This article was published in the Lenoir News-Topic.
The Town of Granite Falls hopes to have a veterans’ memorial completed by November 2014, but the committee charged with creating the monument still needs to raise most of the money required.
The planned monument, which would feature stone blocks inscribed with the names of honorably discharged veterans connected in some way to southern Caldwell County, would cost about $135,000, said Sam Erby, who chairs the town’s Veterans’ Memorial Committee.To date, the committee has raised $7,271.
The memorial would be on the southeast corner of the Shuford Recreation Center property, near the tennis courts.
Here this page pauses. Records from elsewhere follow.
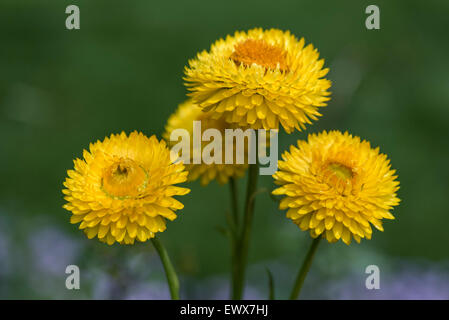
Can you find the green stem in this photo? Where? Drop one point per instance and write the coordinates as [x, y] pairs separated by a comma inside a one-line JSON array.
[[172, 278], [242, 244], [234, 203], [304, 269]]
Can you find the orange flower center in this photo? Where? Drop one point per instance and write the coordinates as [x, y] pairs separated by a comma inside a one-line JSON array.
[[340, 170], [124, 179], [261, 53]]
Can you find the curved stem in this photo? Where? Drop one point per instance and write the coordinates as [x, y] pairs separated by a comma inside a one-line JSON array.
[[172, 278], [242, 245], [304, 269]]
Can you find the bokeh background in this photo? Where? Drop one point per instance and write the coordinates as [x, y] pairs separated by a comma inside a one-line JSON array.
[[61, 89]]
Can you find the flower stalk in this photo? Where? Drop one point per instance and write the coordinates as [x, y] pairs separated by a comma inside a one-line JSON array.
[[304, 269], [172, 278], [242, 243]]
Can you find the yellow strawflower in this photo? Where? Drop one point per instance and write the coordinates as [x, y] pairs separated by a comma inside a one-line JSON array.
[[337, 186], [123, 189], [183, 118], [259, 79]]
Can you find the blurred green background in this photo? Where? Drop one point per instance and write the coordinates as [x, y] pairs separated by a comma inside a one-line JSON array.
[[61, 89]]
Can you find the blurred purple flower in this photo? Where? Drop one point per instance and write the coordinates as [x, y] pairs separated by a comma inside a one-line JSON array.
[[411, 284], [52, 251]]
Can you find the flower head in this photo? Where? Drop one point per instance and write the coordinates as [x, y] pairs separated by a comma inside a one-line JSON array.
[[259, 79], [123, 188], [183, 118], [336, 185]]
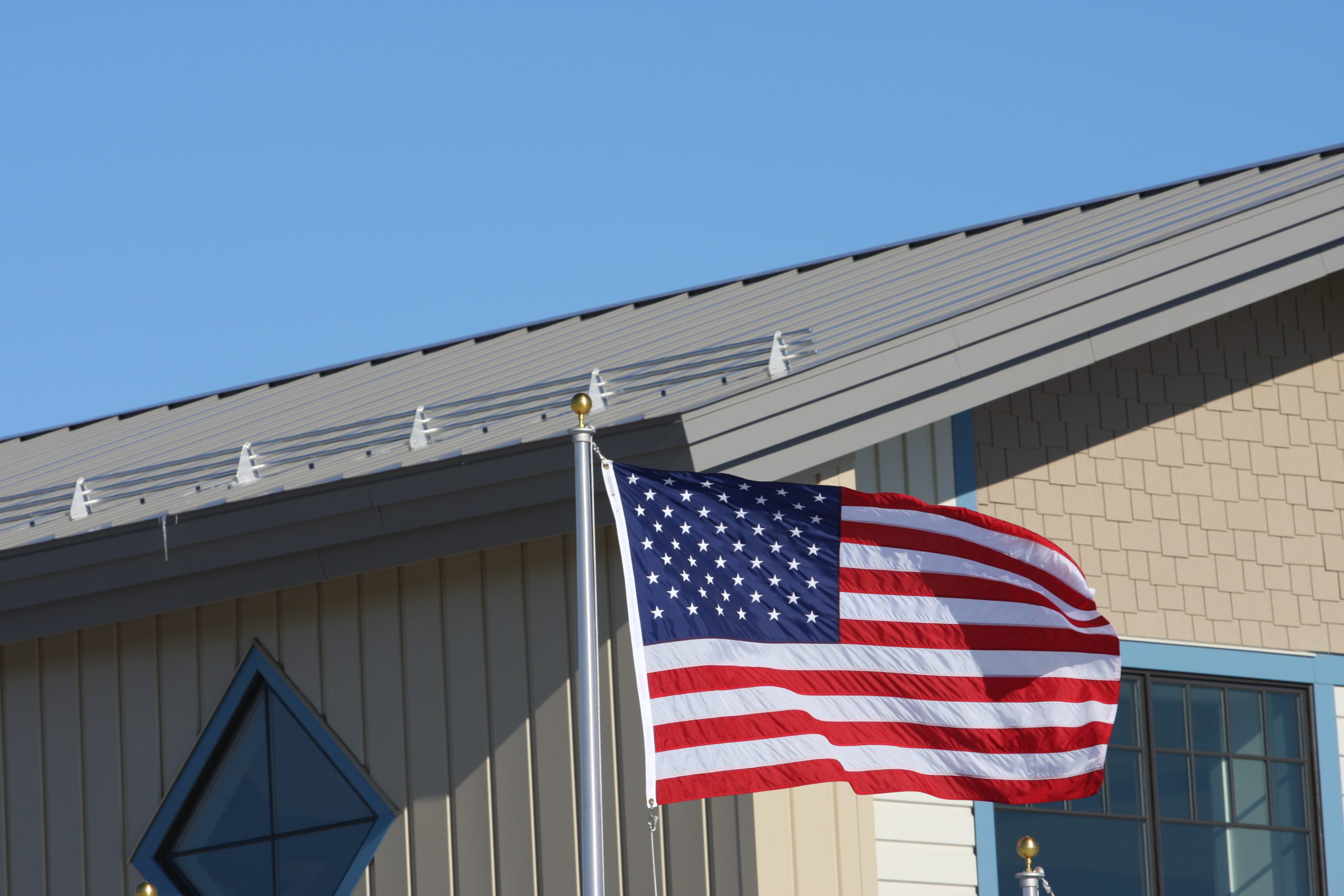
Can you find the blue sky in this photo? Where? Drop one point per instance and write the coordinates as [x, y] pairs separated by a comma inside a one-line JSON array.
[[201, 195]]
It’s meant to honor veterans with ties to Granite Falls or southern Caldwell County, but no honorably discharged veterans would be turned away, Erby said.
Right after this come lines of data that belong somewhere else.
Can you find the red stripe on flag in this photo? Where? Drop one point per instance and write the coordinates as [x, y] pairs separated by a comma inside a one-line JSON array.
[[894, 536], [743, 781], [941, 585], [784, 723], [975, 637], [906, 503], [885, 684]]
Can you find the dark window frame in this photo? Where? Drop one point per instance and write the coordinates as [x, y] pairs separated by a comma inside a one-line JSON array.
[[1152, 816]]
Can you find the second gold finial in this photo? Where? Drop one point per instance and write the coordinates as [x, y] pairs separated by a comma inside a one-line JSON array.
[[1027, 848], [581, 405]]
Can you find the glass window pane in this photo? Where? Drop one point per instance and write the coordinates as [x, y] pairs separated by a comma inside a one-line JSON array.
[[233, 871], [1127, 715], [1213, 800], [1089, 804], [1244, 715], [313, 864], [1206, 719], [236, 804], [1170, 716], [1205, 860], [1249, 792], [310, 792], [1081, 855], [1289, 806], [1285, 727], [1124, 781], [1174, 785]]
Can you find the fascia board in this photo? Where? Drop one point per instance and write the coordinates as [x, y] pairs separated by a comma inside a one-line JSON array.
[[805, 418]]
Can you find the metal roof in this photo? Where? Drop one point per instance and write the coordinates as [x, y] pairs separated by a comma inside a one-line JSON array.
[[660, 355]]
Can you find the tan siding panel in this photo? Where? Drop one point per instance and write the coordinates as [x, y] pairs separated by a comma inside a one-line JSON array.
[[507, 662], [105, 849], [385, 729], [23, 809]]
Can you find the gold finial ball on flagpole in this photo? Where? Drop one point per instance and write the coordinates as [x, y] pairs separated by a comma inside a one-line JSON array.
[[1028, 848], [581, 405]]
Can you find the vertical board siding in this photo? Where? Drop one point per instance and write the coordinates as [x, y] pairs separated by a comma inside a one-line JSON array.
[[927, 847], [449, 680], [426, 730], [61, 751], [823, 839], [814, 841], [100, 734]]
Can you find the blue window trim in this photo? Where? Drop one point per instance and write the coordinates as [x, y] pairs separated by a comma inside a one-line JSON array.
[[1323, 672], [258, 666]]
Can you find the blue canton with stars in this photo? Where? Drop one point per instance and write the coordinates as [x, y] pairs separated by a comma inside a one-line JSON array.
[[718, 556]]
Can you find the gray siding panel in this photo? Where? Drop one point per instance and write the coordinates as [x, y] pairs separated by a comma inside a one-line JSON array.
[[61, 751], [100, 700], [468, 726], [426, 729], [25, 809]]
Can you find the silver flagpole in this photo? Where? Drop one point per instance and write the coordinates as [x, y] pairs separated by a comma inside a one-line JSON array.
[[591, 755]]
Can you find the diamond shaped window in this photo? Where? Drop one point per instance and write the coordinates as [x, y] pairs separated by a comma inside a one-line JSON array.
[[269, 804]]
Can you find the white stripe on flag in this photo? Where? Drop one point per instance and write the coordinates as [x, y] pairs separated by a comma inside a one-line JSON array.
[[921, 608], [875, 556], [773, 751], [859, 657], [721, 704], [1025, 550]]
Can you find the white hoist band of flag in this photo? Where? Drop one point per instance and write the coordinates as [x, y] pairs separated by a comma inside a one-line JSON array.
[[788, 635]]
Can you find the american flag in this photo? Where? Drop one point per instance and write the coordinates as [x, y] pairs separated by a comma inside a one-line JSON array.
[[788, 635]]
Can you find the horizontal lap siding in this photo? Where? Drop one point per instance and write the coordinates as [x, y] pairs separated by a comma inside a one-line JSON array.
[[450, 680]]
Each stone cube (there are two planned so far, with space for more if necessary) would hold about 400 inscribed names. Each inscription requires an application and a $100 fee. Names would be inscribed in phases, and the deadline for the first phase is July 31, 2014.
The committee initially hoped to complete the memorial by November 2013 but is now looking toward a Veterans Day 2014 grand opening and reaching out to citizens of the town for help raising funds.
“The six of us on the committee, we can’t do this alone,” Erby told citizens at a public interest meeting Thursday evening. “We’ve already figured that out. We know that those of y’all out there have connections, and we’re going to need your help.”
Some funding for the memorial will come from the $100 paid (likely by the family or friends of each veteran) for name inscriptions. The committee is also offering sponsorships for some components of the memorial, in the hopes that area industries will come on board.
Corporations or individuals can sponsor the flagpole on the monument site for $7,500, one of several granite benches on site for $5,000, or a service seal depicting a particular branch of the armed forces for $1,500.
The committee is also seeking other monetary and in-kind donations and may host event-based fundraisers, Erby said.
Committee members are working to construct the monument without spending tax dollars. So far, they have done that, Erby said. The committee searched for grants to fund the project and came up dry, he said.